3 . The method of claim 1 , wherein the source of input event data comprises an internal generator.
4 . The method of claim 1 , wherein the user application process sends at least a portion of the frame of input event data to a dedicated processing unit for processing.
5 . The method of claim 4 , wherein the dedicated processing unit comprises a graphics processing unit.
6 . The method of claim 1 , wherein the module running in the operating system is a module running in a userland portion of the operating system.
7 . The method of claim 1 , wherein the module running in the operating system is a module running in a kernel portion of the operating system.
8 . The method of claim 1 , wherein the step of using the module to load the frame of input event data into the buffer comprises storing the frame of input event data in a ram-based file at a known location.
9 . The method of claim 1 , wherein the step of using the module to load the frame of input event data into the buffer comprises storing the frame of input event data as part of a data structure comprising a header and a body.
10 . The method of claim 9 , wherein the body comprises an X position of an input event, a Y position of the input event, and a unique identifier identifying the input event with which the input event data is associated.
11 . The method of claim 9 , wherein the body comprises at least one data type selected from the group consisting of: touch size, absolute vs. relative positioning, touch path velocity, touch path curvature, pressure, shape of touch, size of touch, rotation of touch, source of touch, and azimuth of touch.

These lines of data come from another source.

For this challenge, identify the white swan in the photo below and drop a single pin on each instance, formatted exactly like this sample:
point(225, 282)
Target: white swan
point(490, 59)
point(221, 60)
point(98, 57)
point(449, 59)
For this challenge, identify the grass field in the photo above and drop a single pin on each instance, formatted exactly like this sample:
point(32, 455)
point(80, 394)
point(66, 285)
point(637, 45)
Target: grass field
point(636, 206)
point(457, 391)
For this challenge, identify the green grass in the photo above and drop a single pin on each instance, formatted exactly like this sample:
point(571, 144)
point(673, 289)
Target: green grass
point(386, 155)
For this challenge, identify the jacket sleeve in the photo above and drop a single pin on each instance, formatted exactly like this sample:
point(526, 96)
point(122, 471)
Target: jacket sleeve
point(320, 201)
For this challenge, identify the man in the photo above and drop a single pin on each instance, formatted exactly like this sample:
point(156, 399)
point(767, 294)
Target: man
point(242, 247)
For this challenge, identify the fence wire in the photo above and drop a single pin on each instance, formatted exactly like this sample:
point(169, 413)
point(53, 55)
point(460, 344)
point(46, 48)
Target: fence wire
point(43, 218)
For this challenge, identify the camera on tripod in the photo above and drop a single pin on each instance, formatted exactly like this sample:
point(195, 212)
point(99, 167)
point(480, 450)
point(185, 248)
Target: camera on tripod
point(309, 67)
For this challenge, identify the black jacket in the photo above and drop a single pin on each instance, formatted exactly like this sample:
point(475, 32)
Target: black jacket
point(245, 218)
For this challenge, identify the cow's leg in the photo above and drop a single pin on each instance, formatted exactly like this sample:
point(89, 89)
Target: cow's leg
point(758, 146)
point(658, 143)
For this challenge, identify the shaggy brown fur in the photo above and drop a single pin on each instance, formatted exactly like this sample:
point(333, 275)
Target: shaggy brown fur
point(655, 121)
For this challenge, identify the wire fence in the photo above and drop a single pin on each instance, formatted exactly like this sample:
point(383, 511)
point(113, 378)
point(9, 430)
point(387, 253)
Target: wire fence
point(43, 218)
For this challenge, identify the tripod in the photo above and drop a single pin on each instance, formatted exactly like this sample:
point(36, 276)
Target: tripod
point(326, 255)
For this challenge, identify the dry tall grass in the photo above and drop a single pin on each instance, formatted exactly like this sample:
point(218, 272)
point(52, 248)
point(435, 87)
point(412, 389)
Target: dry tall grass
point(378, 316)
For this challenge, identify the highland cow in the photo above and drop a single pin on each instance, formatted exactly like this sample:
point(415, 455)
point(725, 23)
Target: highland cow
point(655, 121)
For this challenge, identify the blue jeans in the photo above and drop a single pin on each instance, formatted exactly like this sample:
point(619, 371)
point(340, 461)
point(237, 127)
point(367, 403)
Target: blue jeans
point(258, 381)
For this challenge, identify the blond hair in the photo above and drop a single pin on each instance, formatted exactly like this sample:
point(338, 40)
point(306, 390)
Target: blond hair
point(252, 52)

12 . The method of claim 9 , wherein the header comprises a timestamp.
13 . The method of claim 9 , wherein the header comprises a field indicating a length of the body in bytes.
14 . The method of claim 13 , wherein the application process reads the frame of input event data from the buffer by:
reading the header; extracting from the header the length of the body in bytes; and, reading the frame of input event data based on the extracted length of the body.
15 . The method of claim 1 , wherein the step of registering a user application process awaiting input events comprises registering information comprising a process identifier, the process identifier uniquely identifying the user application process.
16 . The method of claim 1 , wherein the step of registering a user application process awaiting input events comprises registering information comprising a bitmask of flags associated with expected operation of the module.
17 . The method of claim 1 , wherein the communication channel comprises a named pipe.
18 . The method of claim 1 , wherein the communication channel comprises a file.
19 . The method of claim 1 , wherein the communication channel comprises a memory location.
20 . The method of claim 1 , wherein the communication channel comprises a socket.
21 . A frame-based method for utilizing a module running in an operating system to enable communication with decreased latency between a source of input event data and a process awaiting input events running in a dedicated processing unit in a computing device, comprising:
registering a user application process awaiting input events with the module running in the operating system, thereby identifying the user application process as a target for notification from the module; receiving, in the module, a notification that a frame of input event data from a source of input event data is ready to be read; using the module to read the frame of input event data from a communication channel; using the module to load the frame of input event data into a memory associated with a dedicated processing unit; and, generating, in the module, a notification to the user application process, thereby causing the user application process to read the frame of input event data from the memory associated with the dedicated processing unit.
22 . The method of claim 21 , wherein the dedicated processing unit comprises a graphics processing unit.
23 . The method of claim 21 , wherein the source of input event data comprises a sensor driver.
24 . The method of claim 21 , wherein the source of input event data comprises an internal generator.
25 . The method of claim 21 , wherein the user application process sends at least a portion of the frame of input event data to a dedicated processing unit for processing.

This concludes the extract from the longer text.